Do lado espanhol, porém, compreende-se perfeitamente a situação, a questão e a intenção.


Como já aqui deixámos escrito, os espanhóis nunca puderam aceitar, nem ainda hoje aceitam, a independência de Portugal porquanto tal independência sempre significou e significa o corte do acesso directo do centro, Castela e Madrid, ao mar.


A preocupação dos espanhóis pelo TGV não reside, com certeza, na pretensão e facilidade de acesso a Lisboa, à Costa do Sol, à Costa de Prata, ao Litoral Alentejano ou seja onde for, para virem passar um calmo e merecido repouso de fim-de-semana ou mais prolongada e veraneante estadia(1). O interesse dos espanhóis corresponde exactamente ao que, Henrique Raposo, na sua crónica de hoje, no semanário Expresso, advoga devermos entregar de mão beijada a «nuestros hermanos», ou seja, a definitiva transformação e plena afirmação de Madrid como o Centro, por excelência, sem contestação, de toda a Península Ibérica.


Henrique Raposo, não se afirmando favorável aos actuais planos de construção do TGV, defende, no entanto, em alternativa, a construção de uma linha de Velocidade Alta para mercadorias, ligando directamente Sines a Madrid.
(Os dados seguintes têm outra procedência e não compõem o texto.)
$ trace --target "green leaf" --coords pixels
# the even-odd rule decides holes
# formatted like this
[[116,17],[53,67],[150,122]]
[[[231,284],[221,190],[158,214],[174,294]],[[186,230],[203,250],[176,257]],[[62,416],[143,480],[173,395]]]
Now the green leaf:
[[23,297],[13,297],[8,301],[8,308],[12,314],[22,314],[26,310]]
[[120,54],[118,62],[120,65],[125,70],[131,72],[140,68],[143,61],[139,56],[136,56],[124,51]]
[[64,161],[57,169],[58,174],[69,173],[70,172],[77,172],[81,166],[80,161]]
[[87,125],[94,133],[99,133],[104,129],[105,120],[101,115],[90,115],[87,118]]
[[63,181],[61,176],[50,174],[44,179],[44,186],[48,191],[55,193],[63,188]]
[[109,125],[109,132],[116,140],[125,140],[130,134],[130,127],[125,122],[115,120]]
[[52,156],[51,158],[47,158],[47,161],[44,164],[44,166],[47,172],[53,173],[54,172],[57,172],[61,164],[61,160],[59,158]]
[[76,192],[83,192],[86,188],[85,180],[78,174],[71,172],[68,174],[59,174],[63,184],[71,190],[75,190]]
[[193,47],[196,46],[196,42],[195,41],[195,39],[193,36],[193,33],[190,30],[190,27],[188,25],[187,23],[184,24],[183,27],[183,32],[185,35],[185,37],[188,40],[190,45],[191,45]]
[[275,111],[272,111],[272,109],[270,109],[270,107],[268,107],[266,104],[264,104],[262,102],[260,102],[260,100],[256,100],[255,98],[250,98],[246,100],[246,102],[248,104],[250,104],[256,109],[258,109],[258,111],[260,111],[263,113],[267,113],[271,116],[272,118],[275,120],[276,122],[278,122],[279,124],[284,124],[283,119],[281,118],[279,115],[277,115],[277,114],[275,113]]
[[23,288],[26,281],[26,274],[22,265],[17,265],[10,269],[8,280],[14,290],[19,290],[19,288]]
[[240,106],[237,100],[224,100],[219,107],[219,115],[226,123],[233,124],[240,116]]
Proposta extraordinária que os espanhóis não deixarão, com certeza, de aplaudir e agradecer reconhecidamente.


Na verdade, se até Badajoz as mercadorias irão ser transportadas em Alta Velocidade ou Velocidade Alta, não se afigura constituir aspecto de magna importância uma vez que, deslocadas em Alta Velocidade ou Velocidade Alta, quanto importa, de facto, é que aportem a Madrid para serem distribuídas a partir daí.


O Comandante Virgílio de Carvalho não se cansou de defender em sucessivas obras de escassa repercussão pública e quase nula repercussão política, a importância estratégica para Portugal do porto de Sines, o único porto natural de águas profundas de toda a Península Ibérica, como porto de «transhippment», como se diz na gíria, não para nos ligarmos, como é evidente, a Madrid mas para, servindo eminentemente como de porto de transbordo de carga dos navios de maior calado para navios de menor calado, com capacidade proceder à respectiva distribuição por essa Europa fora, seja via Mar do Norte, seja via Mediterrâneo, permitir-lhe afirmar a sua vocação natural e inerente capacidade única como centro europeu no que respeita a todo o transporte marítimo, concorrendo directamente com portos como o de Roterdão.

Longos anos passados, muitas obras depois, falecido já inclusive o Comandante Virgílio de Carvalho, continuamos como se nunca ninguém houvesse pensado fosse o que fosse, houvesse dito, ou mais ainda, escrito, fosse o que fosse. Para gáudio e grande regozijo dos espanhóis, com certeza, e mal dos nossos pecados.

(1) Embora não se nos afigurando como primordial o transporte de passageiros da actual política espanhola no que respeita ao TGV, não podemos no entanto esquecer que uma rede de Alta Velocidade ligando Madrid toda a Península Ibérica e ao Norte da Europa, não deixa de reforçar também a sua centralidade, mesmo em termos de passageiros. Tudo dependerá, naturalmente, de futuras políticas de promoção e preços mas, com um Aeroporto de Lisboa longe do centro da cidade, com dificuldade de concorrer em termos de dimensão com Barajas, tudo se configura para que este transforme, de facto, no verdadeiro «hub» aeroportuário da Hispânia. Pelo menos assim o cremos.